Bundan sonra ise Fetö devreye girdi ve 17-25 Aralık darbe girişimlerinde bulundu.
Diğer taraftan Avrupa ve Amerika ekonomik saldırıya geçti.
Uluslararası değerlendirme kuruluşları; Her gün istikrarı bozucu açıklamalar ve eylemlerde bulundu. Başarılı da; oldular; Piyasada tedirginlik yarattılar, Güveni sarstılar, Dış yatırımcının önünü kestiler.
Nihayetinde, arkasından; Cumhuriyet tarihinin en kanlı darbe ve istila girişiminde bulunuldu.
Bu hain saldırılar her geçen gün artmaya devam etti.
Tüm bu hain saldırılara rağmen ekonomimiz, gayet dirençli ve yapısal olarak dinamik duruyor.
İşin Daha Da İlginci "Yavuz Hırsız Misali" ekonominin kötüye gitmesi için her türlü işi yapanlar bugün "ekonomi mahvoldu, öldük, bittik" edebiyatı yapıyorlar.
Bu kadar hainliğe değil, Türkiye ekonomisi; dünyanın hiç bir ekonomisi tepkisiz kalamazdı.
ABD, Dolar imparatorluğunu 2. dünya savaşından sonra; zaten ilan etmişti.
Çünkü dünyada ilaç, silah, petrol, gibi ana maddelerin satışı sadece dolar ile yapılmak zorunda idi. Dünya altın borsası tamamen ABD´nin kontrolünde bir yapılanmaya sahiptir.
Dünyada, Dünya para birimi olarak ilan ettiği; doları, basan ve yöneten ülke; kendisidir.
Karşılıklı yahut karşılıksız parayı istediği gibi basma yetkisi elindedir.

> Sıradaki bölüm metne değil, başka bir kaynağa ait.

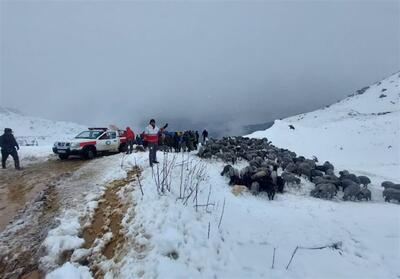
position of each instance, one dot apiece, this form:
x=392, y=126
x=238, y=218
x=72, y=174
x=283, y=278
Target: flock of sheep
x=265, y=159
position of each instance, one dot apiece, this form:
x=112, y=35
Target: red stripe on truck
x=152, y=138
x=82, y=144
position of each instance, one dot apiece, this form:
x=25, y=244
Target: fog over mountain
x=196, y=64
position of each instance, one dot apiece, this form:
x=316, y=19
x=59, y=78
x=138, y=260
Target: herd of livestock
x=265, y=161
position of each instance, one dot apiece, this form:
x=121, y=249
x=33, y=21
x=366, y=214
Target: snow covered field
x=360, y=133
x=216, y=234
x=175, y=238
x=29, y=129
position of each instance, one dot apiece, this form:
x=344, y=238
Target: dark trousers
x=153, y=146
x=4, y=157
x=129, y=147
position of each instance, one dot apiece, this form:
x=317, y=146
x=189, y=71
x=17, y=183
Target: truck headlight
x=75, y=145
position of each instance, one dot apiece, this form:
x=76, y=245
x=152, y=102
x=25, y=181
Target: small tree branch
x=294, y=252
x=222, y=215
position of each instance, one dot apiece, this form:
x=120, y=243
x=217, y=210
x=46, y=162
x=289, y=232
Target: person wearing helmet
x=9, y=146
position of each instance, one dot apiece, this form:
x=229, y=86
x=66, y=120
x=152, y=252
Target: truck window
x=105, y=136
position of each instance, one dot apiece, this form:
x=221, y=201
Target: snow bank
x=69, y=271
x=360, y=133
x=30, y=130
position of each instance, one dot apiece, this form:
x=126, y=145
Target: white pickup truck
x=91, y=143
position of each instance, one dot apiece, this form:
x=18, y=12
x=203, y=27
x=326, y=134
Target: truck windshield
x=89, y=135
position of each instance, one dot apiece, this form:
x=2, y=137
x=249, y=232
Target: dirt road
x=30, y=200
x=17, y=188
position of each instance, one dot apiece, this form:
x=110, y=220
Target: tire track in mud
x=32, y=198
x=107, y=219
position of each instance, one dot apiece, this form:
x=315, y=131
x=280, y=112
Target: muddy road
x=17, y=188
x=31, y=200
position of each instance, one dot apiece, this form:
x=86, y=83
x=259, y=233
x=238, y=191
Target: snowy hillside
x=30, y=130
x=360, y=133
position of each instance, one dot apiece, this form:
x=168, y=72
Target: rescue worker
x=197, y=139
x=151, y=136
x=205, y=136
x=9, y=146
x=130, y=137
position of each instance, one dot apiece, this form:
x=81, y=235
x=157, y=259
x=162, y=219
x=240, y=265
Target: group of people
x=151, y=138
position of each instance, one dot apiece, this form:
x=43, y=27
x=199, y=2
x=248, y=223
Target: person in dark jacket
x=205, y=136
x=130, y=137
x=9, y=146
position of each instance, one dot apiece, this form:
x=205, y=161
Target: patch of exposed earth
x=107, y=220
x=30, y=202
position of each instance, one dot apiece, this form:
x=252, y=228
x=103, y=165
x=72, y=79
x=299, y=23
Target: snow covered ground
x=228, y=236
x=29, y=129
x=360, y=133
x=175, y=242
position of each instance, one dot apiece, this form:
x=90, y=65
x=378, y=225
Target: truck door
x=104, y=142
x=114, y=141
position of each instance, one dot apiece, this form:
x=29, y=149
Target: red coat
x=129, y=134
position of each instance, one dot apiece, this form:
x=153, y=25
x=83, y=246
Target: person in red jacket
x=130, y=137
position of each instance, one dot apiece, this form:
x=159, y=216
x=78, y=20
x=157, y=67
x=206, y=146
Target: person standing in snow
x=151, y=137
x=130, y=137
x=197, y=139
x=205, y=136
x=9, y=146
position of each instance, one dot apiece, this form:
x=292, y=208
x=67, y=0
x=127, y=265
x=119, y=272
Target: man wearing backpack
x=151, y=136
x=9, y=146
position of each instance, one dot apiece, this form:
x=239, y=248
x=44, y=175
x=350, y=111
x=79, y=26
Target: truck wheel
x=90, y=153
x=63, y=156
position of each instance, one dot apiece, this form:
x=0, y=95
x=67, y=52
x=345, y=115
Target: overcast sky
x=207, y=62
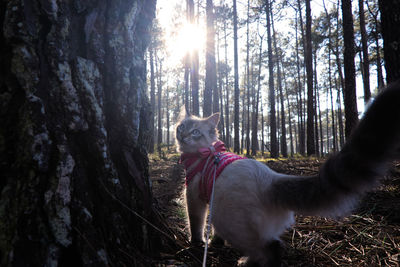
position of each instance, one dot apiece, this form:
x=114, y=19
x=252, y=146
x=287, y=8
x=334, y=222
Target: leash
x=216, y=162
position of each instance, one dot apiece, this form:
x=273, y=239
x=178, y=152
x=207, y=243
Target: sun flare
x=189, y=38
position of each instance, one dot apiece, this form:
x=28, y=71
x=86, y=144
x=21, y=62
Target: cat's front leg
x=196, y=208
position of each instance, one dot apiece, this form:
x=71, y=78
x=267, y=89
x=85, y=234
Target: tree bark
x=350, y=100
x=74, y=130
x=159, y=114
x=301, y=134
x=211, y=74
x=236, y=145
x=283, y=143
x=310, y=90
x=271, y=97
x=390, y=21
x=364, y=46
x=152, y=100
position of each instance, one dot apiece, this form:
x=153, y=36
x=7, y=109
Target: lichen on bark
x=74, y=130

Tarihte buna benzer olaylar yaşanmış...
Dünya üzerindeki kimi devletlerin; yer altı ve yer üstü zenginliklerinin kontrolü onlar tarafından yapılmaktadır.
Bazı devletlerden açıkça, haraç almayı; bir görev olarak görmektedirler.
Dünya üzerinde kendi kontrolünde olmayan, zenginlikleri, kontrol altına almak adına; her türlü riski(savaş dahil) göze almaktadırlar.
Biz bunları yazarken, şu andaki ekonomik durumları; görmemezlikten gelmiyoruz.
Sadece durum tespiti yapıyoruz. Bu durumun kendiliğinden ortaya çıkmadığı, bu durumu bazı olayların körüklediğini, hatırlatmak istiyoruz.
Gezi olaylarında etrafı yakıp, yıkanların sorgulandığını sanıyorum.
Ancak, Ülkeye bu kadar ekonomik zarar verenlerin, bu komplonun içerisinde olanların, destek verenlerin; yargılanacağı günleri ümitle bekliyorum.
Para ile terör estirenlerin, para üzerinden tahribat yapmak isteyenlerin de; ödeyeceği bir bedel olmalıdır...
Tüm bu olumsuzluklara rağmen; Ülkemizin kendi silahını kendinin üretmesi oranının, gittikçe yükselmesi; bizi gururlandırmaktadır.